Post   » Fri Nov 15, 2019 6:39 am


So darned cute, all of them. :)

CleoCharity

Post   » Sat Nov 30, 2019 2:23 pm


Cookie and Faye still haven't been adopted. I've checked in on them a few times, and they seem to have settled in pretty well. Our shelter currently has 26 pigs, including some more "adoptable" pigs (Abyssinians, babies, super friendly pigs, etc.), so I have a feeling that they may be at the shelter for a little while longer. This time of year is particularly busy for them, as a lot of people decide to surrender their small animals instead of finding someone to take care of them over the holidays. The pair of PEW boars that came in late September still haven't been adopted.

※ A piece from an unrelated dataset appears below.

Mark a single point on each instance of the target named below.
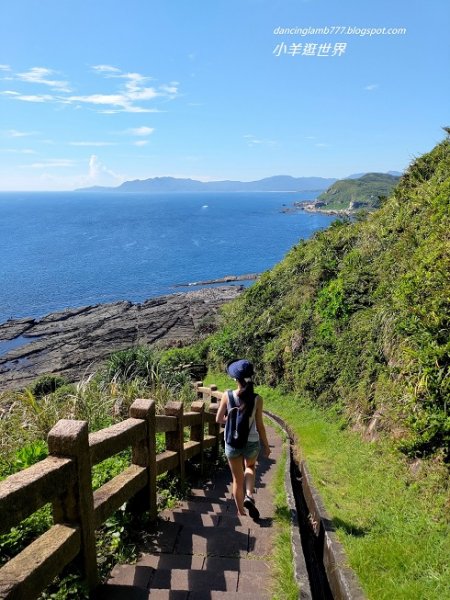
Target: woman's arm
(260, 427)
(221, 413)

Cleo and Charity, on the other hand, are doing well. However, they've seemed a little bored lately. Charity gets mental stimulation from the occasional trick training session, but since Cleo hates learning tricks, I've been struggling to figure out how to keep her mind stimulated. She's a particularly lazy pig, but the good thing is that she loves veggies. The girls have an all-natural woven ice cream cone toy that they recently (after it hung on the side of their cage for weeks) decided they wanted to rip up. Part of the toy was two woven vine balls, with openings on one side. I've been cutting their bell peppers up into smaller pieces and stuffing them into the vine balls. The girls have to push the balls with their noses to get the veggies to fall out, and I've definitely noticed that they've seemed much happier.

A few years ago, I heard from a friend about another way to have them work for their veggies. She used a shoelace and tied it tightly to some grids, high enough that the pigs wouldn't be able to reach it. Then, using small binder clips, she hung their pieces of lettuce from the shoelace, so they would have to reach up to eat the lettuce. I haven't tried it myself, but I thought I would mention it to see if anyone else has.